Bu sefer giden Mini'ydi.
Kendi ismini hatırlayamayan ama hastalandığında annesinin adını sayıklayan, utanınca bütün yüzü kızaran, geceleri kabus görmekten kurtulamayan Mini'ydi o işte. Daima oda arkadaşı olarak kalacağımızı düşündüğüm Mini'ydi.
Sabah uyandığımızda birkaç tatlı doktor odamıza gelip Mini'ye gülümseyerek artık buradan gidebileceğini söylemişti.
Başlangıçta onun için sevinmiştim. Buradan kurtuluyordu. Sonrasındaysa tamamen yalnız kalacağım geldi aklıma. Öylece en yakın arkadaştan ayrılmanın zorluğunu çıkarttım anılarımın kapalı olduğu sandıktan.
Mini ile iki yıldır aynı odada kalıyorduk, hatırladığımız, bildiğimiz ve öğrendiğimiz her şeyi birbirimizle paylaşmıştık. Mutluluklarımızı birlikte, üzüntülerimizi birlikte yaşamıştık. Birlikte uyuyup birlikte gezmiştik.
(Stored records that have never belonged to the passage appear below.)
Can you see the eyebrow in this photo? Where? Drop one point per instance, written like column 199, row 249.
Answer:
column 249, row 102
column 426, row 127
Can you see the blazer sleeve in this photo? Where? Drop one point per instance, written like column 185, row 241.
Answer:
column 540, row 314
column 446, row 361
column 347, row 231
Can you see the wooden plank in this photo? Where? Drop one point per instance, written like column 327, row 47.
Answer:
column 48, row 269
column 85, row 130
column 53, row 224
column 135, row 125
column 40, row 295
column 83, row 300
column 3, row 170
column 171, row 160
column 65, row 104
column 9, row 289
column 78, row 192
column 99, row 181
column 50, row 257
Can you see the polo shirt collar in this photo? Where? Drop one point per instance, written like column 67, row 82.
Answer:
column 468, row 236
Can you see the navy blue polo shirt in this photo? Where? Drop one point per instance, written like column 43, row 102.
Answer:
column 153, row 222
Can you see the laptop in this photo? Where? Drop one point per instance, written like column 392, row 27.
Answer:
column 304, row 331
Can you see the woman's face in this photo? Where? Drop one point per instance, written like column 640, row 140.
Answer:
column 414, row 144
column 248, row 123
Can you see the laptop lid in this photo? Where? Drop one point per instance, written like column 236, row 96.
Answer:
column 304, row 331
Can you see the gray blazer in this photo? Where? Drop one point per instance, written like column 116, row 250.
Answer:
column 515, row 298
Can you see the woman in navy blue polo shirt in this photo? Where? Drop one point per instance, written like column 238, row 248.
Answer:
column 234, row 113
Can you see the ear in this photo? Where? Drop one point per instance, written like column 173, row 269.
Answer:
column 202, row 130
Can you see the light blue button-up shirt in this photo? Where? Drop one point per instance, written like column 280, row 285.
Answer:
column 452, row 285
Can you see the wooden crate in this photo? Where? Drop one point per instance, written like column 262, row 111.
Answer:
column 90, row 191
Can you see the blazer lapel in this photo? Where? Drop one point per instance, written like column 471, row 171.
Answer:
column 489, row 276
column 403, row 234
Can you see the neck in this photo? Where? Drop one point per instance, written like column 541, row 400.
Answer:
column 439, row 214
Şimdiyse dışarıya gidecekti. Gerçek insanların, gerçek katliamların olduğu dışarıya. Küçük Mini, o korkunç dünyada nasıl hayatta kalabilirdi?
Endişelerimi kısa sürede kenarıya bırakmıştım çünkü doktorlar o kadar güven verici gülüyorlardı ki, sanki dışarıya çıkınca Mini bir kuş kadar özgür kalıp istediği gibi yaşayabilecekti, hiçbir şey onu incitemeyecekti.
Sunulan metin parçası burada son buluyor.